XGBoost & LightGBM

XGBoost is a powerful and popular library for gradient boosted trees. For larger datasets or faster training XGBoost also provides a distributed computing solution. LightGBM is another library similar to XGBoost; it also natively supplies native distributed training for decision trees.

Dask-ML can set up distributed XGBoost or LightGBM for you and hand off data from distributed dask.dataframes. This automates much of the hassle of preprocessing and setup while still letting XGBoost/LightGBM do what they do well.

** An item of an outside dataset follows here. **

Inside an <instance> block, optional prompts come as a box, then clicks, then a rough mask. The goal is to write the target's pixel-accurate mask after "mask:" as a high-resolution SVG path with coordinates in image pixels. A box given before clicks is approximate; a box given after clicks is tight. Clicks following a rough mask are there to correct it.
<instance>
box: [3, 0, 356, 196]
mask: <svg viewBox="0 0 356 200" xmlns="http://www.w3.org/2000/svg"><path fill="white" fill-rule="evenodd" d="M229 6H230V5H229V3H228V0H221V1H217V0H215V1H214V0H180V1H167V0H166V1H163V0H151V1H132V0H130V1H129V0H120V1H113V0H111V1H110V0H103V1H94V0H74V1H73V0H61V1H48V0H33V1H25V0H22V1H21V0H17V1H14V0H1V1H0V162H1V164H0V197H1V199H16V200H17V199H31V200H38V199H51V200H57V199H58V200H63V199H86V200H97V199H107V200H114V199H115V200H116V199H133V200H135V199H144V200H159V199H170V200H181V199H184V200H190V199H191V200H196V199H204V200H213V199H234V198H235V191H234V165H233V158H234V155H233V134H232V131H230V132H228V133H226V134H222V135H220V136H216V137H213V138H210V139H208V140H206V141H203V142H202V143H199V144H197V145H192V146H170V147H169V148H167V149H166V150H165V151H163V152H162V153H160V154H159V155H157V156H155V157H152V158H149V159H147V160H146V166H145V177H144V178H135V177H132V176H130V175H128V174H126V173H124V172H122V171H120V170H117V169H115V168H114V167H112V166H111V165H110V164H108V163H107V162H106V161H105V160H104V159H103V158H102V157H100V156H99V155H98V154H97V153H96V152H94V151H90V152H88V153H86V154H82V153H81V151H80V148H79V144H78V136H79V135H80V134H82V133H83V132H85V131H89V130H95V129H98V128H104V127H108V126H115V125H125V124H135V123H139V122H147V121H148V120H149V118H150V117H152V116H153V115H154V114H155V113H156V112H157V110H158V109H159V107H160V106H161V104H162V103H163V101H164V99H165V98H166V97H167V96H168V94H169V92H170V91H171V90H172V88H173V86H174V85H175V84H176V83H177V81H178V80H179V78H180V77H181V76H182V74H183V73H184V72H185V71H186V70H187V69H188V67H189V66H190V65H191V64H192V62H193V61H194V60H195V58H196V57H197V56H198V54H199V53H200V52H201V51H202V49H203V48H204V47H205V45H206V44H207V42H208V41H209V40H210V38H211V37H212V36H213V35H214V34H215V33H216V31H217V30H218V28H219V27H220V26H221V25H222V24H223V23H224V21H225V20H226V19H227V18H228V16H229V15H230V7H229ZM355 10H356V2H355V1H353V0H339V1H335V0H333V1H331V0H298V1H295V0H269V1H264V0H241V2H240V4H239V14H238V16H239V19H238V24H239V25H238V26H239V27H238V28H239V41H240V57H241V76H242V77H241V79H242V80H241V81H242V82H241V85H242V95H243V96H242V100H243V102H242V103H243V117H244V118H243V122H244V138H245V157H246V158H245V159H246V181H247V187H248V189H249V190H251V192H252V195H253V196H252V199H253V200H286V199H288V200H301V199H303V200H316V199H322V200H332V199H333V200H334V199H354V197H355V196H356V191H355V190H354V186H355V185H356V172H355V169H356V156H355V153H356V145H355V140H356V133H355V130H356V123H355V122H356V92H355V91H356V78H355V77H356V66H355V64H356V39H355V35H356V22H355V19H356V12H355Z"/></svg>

Below, we’ll refer to an example with XGBoost. Here are the relevant XGBoost classes/functions:

train(client, params, data, labels[, ...])

Train an XGBoost model on a Dask Cluster

predict(client, model, data)

Distributed prediction with XGBoost

XGBClassifier(*[, objective, use_label_encoder])

Attributes

XGBRegressor(*[, objective])

Attributes

The LightGBM implementation can be found at https://github.com/microsoft/LightGBM and documentation can be found at https://lightgbm.readthedocs.io/en/latest/Parallel-Learning-Guide.html#dask.

Example

from dask.distributed import Client
client = Client('scheduler-address:8786')

import dask.dataframe as dd
df = dd.read_parquet('s3://...')

# Split into training and testing data
train, test = df.random_split([0.8, 0.2])

# Separate labels from data
train_labels = train.x > 0
test_labels = test.x > 0

del train['x']  # remove informative column from data
del test['x']  # remove informative column from data

# from xgboost import XGBRegressor  # change import
from dask_ml.xgboost import XGBRegressor

est = XGBRegressor(...)
est.fit(train, train_labels)

prediction = est.predict(test)

How this works

Dask sets up XGBoost’s master process on the Dask scheduler and XGBoost’s worker processes on Dask’s worker processes. Then it moves all of the Dask dataframes’ constituent Pandas dataframes to XGBoost and lets XGBoost train. Fortunately, because XGBoost has an excellent Python interface, all of this can happen in the same process without any data transfer. The two distributed services can operate together on the same data.

When XGBoost is finished training Dask cleans up the XGBoost infrastructure and continues on as normal.

This work was a collaboration with XGBoost and SKLearn maintainers. See relevant GitHub issue here: dmlc/xgboost #2032

See the “Dask-ML examples” for an example usage.